Commit Graph

31 Commits

Author SHA1 Message Date
João Valverde f78ebe1564 dfilter: Remove deprecated support for whitespace separator in sets 2021-10-31 09:13:18 +00:00
João Valverde e876d499d1 dfilter: Refactor some scanner patterns
Revert to the original design of having a single pattern to catch
everything as unparsed and also try to be less hackish and fragile
parsing "..".

Strings like "80..90" are tricky because it can be parsed as
INTEGER DOTDOT INTEGER or FLOAT FLOAT.
2021-10-29 17:33:28 +01:00
João Valverde c6b68b3ee2 dfilter: Need to check validity of LHS of "matches" expression
Fixes #17690, a crash on a failed assertion.
2021-10-28 16:26:36 +00:00
João Valverde 2183738ef2 dfilter: Add support for comma as set separator
Deprecate the usage of significant whitespace to separate set elements
(or anywhere else for that matter). This will make the implementation
simpler and cleaner and the language more expressive and user-friendly.
2021-10-28 04:11:05 +00:00
João Valverde 0839f05bf7 tests/dfilter: Move deprecated to syntax group 2021-10-27 07:42:23 +00:00
João Valverde 0abe10e040 dfilter: Fix "!=" relation to be free of contradictions
Wireshark defines the relation of equality A == B as
A any_eq B <=> An == Bn for at least one An, Bn.
More accurately I think this is (formally) an equivalence
relation, not true equality.

Whichever definition for "==" we choose we must keep the
definition of "!=" as !(A == B), otherwise it will
lead to logical contradictions like (A == B) AND (A != B)
being true.

Fix the '!=' relation to match the definition of equality:
  A != B <=> !(A == B) <=> A all_ne B <=> An != Bn, for
every n.

This has been the recomended way to write "not equal" for a
long time in the documentation, even to the point where != was
deprecated, but it just wasn't implemented consistently in the
language, which has understandably been a persistent source
of confusion. Even a field that is normally well-behaved
with "!=" like "ip.src" or "ip.dst" will produce unexpected
results with encapsulations like IP-over-IP.

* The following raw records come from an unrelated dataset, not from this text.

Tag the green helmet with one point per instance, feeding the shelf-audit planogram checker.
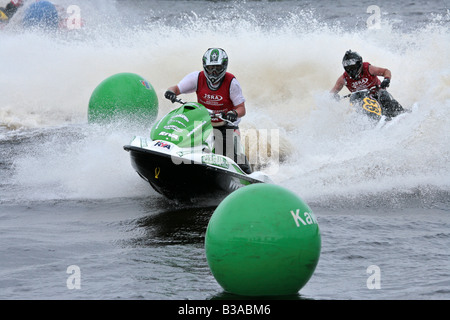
(215, 63)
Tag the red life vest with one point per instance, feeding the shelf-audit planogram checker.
(218, 100)
(365, 81)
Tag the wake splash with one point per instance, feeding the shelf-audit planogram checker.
(286, 69)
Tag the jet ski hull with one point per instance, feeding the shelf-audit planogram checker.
(181, 178)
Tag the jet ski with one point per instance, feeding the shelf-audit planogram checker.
(179, 161)
(367, 102)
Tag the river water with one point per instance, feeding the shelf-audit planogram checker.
(70, 200)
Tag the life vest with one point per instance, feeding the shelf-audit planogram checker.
(365, 81)
(218, 100)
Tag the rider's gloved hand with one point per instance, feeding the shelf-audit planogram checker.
(385, 83)
(231, 115)
(170, 95)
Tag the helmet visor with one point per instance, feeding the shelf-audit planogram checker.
(214, 70)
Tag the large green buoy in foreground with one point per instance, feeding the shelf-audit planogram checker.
(262, 240)
(123, 96)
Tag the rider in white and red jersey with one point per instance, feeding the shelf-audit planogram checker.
(361, 75)
(9, 10)
(219, 91)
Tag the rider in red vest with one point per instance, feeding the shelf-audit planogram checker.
(217, 90)
(361, 75)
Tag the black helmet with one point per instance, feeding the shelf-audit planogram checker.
(352, 63)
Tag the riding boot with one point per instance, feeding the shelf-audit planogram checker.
(391, 107)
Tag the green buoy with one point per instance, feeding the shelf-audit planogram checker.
(123, 96)
(262, 240)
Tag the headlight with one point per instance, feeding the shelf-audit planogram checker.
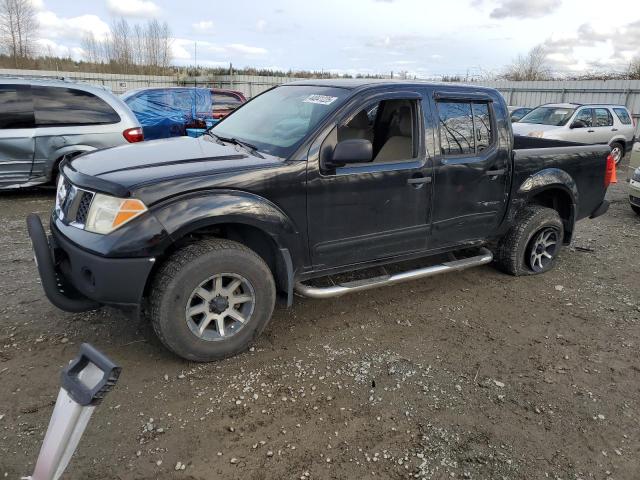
(109, 213)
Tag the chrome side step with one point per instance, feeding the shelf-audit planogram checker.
(484, 257)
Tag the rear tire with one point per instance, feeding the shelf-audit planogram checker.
(531, 245)
(617, 151)
(211, 299)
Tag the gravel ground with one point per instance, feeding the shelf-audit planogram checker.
(467, 375)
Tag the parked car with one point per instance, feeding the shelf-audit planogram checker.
(169, 112)
(634, 178)
(225, 102)
(516, 113)
(311, 179)
(45, 121)
(592, 123)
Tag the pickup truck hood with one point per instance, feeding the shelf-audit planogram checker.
(130, 166)
(526, 128)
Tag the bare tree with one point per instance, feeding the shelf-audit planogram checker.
(532, 66)
(18, 28)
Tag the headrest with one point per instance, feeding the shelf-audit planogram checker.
(405, 124)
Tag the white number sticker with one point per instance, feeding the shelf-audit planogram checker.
(320, 99)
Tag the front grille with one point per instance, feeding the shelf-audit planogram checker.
(72, 203)
(83, 207)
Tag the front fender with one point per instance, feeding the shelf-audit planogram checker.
(185, 214)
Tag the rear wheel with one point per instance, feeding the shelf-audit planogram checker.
(211, 299)
(617, 152)
(532, 244)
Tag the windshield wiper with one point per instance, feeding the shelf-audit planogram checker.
(248, 146)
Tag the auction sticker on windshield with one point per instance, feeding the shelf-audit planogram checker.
(320, 99)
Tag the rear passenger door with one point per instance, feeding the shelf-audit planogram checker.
(471, 170)
(16, 134)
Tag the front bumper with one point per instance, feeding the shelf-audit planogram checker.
(634, 193)
(76, 280)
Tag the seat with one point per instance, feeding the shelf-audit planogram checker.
(357, 128)
(399, 146)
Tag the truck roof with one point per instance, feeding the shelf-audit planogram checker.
(360, 83)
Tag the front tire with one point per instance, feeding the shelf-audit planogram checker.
(532, 244)
(211, 299)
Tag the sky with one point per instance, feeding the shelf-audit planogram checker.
(424, 38)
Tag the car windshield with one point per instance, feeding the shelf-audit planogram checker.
(277, 121)
(548, 116)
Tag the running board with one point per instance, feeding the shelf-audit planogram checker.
(484, 257)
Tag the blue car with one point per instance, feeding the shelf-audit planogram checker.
(169, 112)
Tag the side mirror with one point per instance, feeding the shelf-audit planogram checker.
(352, 151)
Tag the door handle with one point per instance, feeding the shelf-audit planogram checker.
(419, 180)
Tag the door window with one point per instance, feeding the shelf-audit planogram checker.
(585, 116)
(603, 117)
(389, 125)
(16, 107)
(56, 106)
(465, 127)
(623, 115)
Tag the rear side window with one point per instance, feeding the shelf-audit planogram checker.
(603, 117)
(56, 106)
(465, 128)
(585, 116)
(623, 115)
(16, 107)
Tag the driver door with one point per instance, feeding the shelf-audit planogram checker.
(368, 211)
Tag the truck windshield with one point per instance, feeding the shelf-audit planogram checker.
(277, 121)
(557, 116)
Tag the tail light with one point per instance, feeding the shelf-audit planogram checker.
(610, 174)
(133, 135)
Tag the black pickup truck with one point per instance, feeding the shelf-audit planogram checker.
(379, 182)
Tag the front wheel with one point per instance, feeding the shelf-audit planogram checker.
(532, 244)
(211, 299)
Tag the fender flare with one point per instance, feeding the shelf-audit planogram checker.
(187, 213)
(551, 179)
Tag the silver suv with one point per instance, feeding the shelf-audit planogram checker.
(574, 122)
(45, 121)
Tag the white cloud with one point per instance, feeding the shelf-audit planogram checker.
(133, 8)
(50, 48)
(71, 27)
(204, 26)
(246, 49)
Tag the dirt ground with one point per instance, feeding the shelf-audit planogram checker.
(468, 375)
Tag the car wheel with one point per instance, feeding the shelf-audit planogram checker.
(211, 299)
(617, 152)
(532, 244)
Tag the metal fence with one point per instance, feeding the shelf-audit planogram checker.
(532, 94)
(525, 94)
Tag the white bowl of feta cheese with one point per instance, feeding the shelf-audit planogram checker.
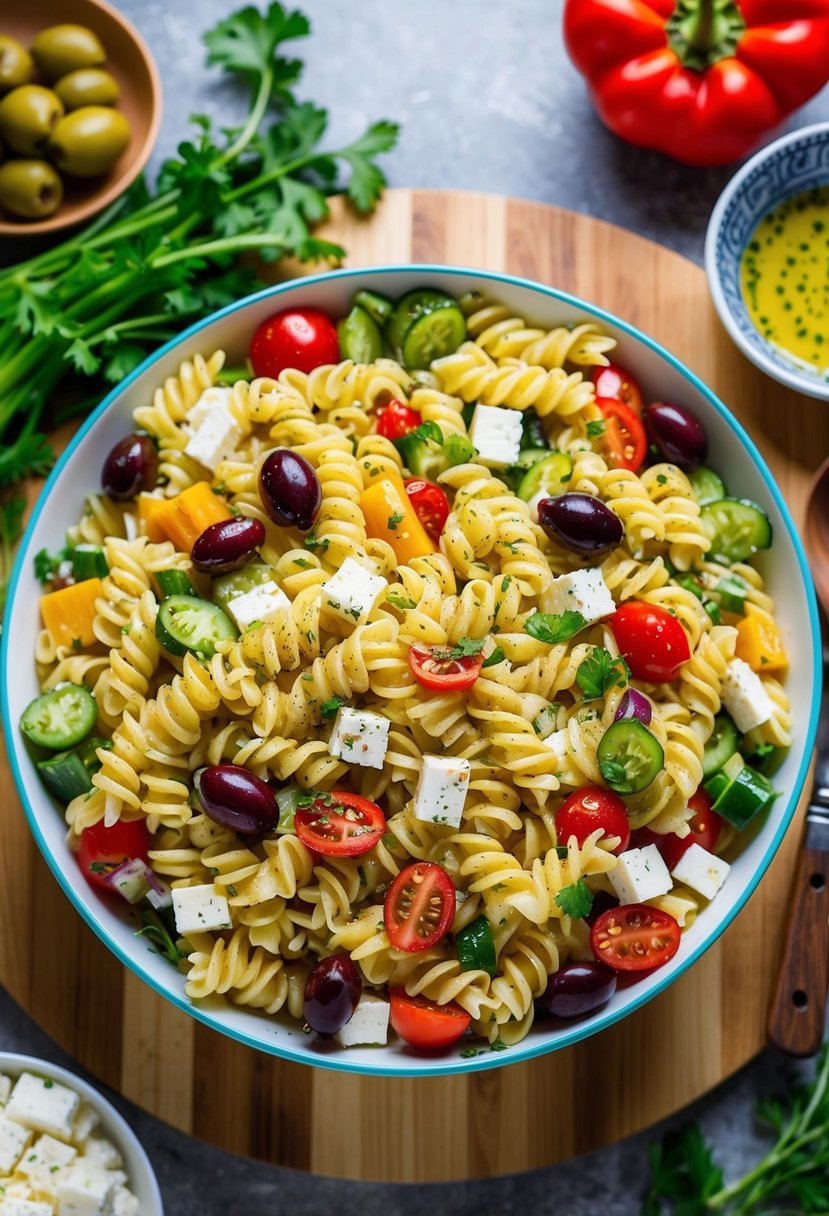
(65, 1150)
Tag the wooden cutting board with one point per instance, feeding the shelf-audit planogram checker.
(509, 1119)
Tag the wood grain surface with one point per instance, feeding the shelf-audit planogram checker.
(526, 1115)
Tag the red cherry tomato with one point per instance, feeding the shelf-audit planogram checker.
(303, 338)
(103, 849)
(635, 938)
(430, 505)
(653, 642)
(422, 1023)
(339, 825)
(439, 669)
(585, 810)
(616, 382)
(705, 828)
(395, 420)
(624, 439)
(419, 906)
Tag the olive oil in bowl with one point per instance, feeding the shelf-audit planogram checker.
(785, 279)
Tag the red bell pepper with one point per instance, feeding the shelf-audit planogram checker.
(700, 80)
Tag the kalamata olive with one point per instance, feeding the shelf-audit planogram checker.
(289, 490)
(130, 467)
(677, 433)
(581, 523)
(332, 991)
(236, 799)
(577, 989)
(635, 704)
(225, 546)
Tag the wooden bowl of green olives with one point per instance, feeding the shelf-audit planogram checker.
(80, 107)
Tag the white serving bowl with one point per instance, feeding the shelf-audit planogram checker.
(732, 452)
(790, 165)
(140, 1177)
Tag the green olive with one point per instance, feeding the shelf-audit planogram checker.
(62, 49)
(27, 118)
(88, 86)
(29, 189)
(16, 66)
(88, 141)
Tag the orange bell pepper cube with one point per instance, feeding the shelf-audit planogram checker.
(68, 613)
(390, 516)
(760, 645)
(182, 519)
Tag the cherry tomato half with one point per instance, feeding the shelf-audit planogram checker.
(624, 439)
(616, 382)
(705, 828)
(419, 906)
(103, 849)
(395, 420)
(339, 825)
(591, 808)
(426, 1024)
(299, 337)
(653, 642)
(439, 669)
(635, 938)
(430, 505)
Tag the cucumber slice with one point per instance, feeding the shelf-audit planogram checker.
(548, 476)
(186, 623)
(378, 307)
(706, 485)
(737, 528)
(360, 338)
(721, 746)
(432, 336)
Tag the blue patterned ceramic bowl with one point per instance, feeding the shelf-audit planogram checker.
(790, 165)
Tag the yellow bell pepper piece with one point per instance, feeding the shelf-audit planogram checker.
(390, 516)
(760, 645)
(68, 613)
(182, 519)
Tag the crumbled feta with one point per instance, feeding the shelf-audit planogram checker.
(496, 434)
(701, 871)
(360, 737)
(43, 1105)
(744, 697)
(264, 603)
(441, 789)
(639, 874)
(368, 1023)
(199, 908)
(582, 591)
(351, 591)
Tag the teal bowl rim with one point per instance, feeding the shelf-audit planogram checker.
(582, 1029)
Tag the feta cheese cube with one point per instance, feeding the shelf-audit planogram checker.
(13, 1140)
(496, 433)
(43, 1104)
(264, 603)
(441, 791)
(744, 697)
(701, 871)
(582, 591)
(199, 908)
(215, 433)
(368, 1023)
(639, 874)
(360, 737)
(351, 591)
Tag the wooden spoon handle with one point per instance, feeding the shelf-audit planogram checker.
(798, 1009)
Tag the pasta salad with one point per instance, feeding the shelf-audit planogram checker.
(415, 677)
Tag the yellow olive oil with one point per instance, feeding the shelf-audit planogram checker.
(785, 279)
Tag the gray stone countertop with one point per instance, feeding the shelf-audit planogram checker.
(488, 101)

The opcode ALL_NE could have been implemented in the compiler
instead using NOT and ANY_EQ but I chose to implement it in
bytecode. It just seemed more elegant and efficient
but the difference was not very significant.

Keep around "~=" for any_ne relation, in case someone depends
on that, and because we don't have an operator for true equality:
  A strict_equal B <=> A all_eq B <=> !(A any_ne B).
If there is only one value then any_ne and all_ne are the same
comparison operation.

Implementing this change did not require fixing any tests so it
is unlikely the relation "~=" (any_ne) will be very useful.

Note that the behaviour of the '<' (less than) comparison relation
is a separate, more subtle issue. In the general case the definition
of '<' that is used is only a partial order.
2021-10-24 06:55:54 +00:00
João Valverde e8800ff3c4 dfilter: Add a thin encapsulation layer for REs 2021-10-18 12:09:36 +00:00
João Valverde 2e048df011 dfilter: Improve error message for "matches"
Should be more obvious that this error is caused
by a string syntax error and not something else.
2021-10-18 12:09:36 +00:00
João Valverde a975d478ba dfilter: Require double-quoted strings with "matches"
Matches is a special case that looks on the RHS and tries
to convert every unparsed value to a string, regardless
of the LHS type. This is not how types work in the display
filter. Require double-quotes to avoid ambiguity, because
matches doesn't follow normal Wireshark display filter
type rules. It doesn't need nor benefit from the flexibility
provided by unparsed strings in the syntax.

For matches the RHS is always a literal strings except
if the RHS is also a field name, then it complains of an
incompatible type. This is confusing. No type can be compatible
because no type rules are ever considered. Every unparsed value is
a text string except if it happens to coincide with a field
name it also requires double-quoting or it throws a syntax error,
just to be difficult. We could remove this odd quirk but requiring
double-quotes for regular expressions is a better, more elegant
fix.

Before:
  Filter: tcp matches "udp"

  Constants:
  00000 PUT_PCRE	udp -> reg#1

  Instructions:
  00000 READ_TREE		tcp -> reg#0
  00001 IF-FALSE-GOTO	3
  00002 ANY_MATCHES	reg#0 matches reg#1
  00003 RETURN

  Filter: tcp matches udp

  Constants:
  00000 PUT_PCRE	udp -> reg#1

  Instructions:
  00000 READ_TREE		tcp -> reg#0
  00001 IF-FALSE-GOTO	3
  00002 ANY_MATCHES	reg#0 matches reg#1
  00003 RETURN

  Filter: tcp matches udp.srcport
  dftest: tcp and udp.srcport are not of compatible types.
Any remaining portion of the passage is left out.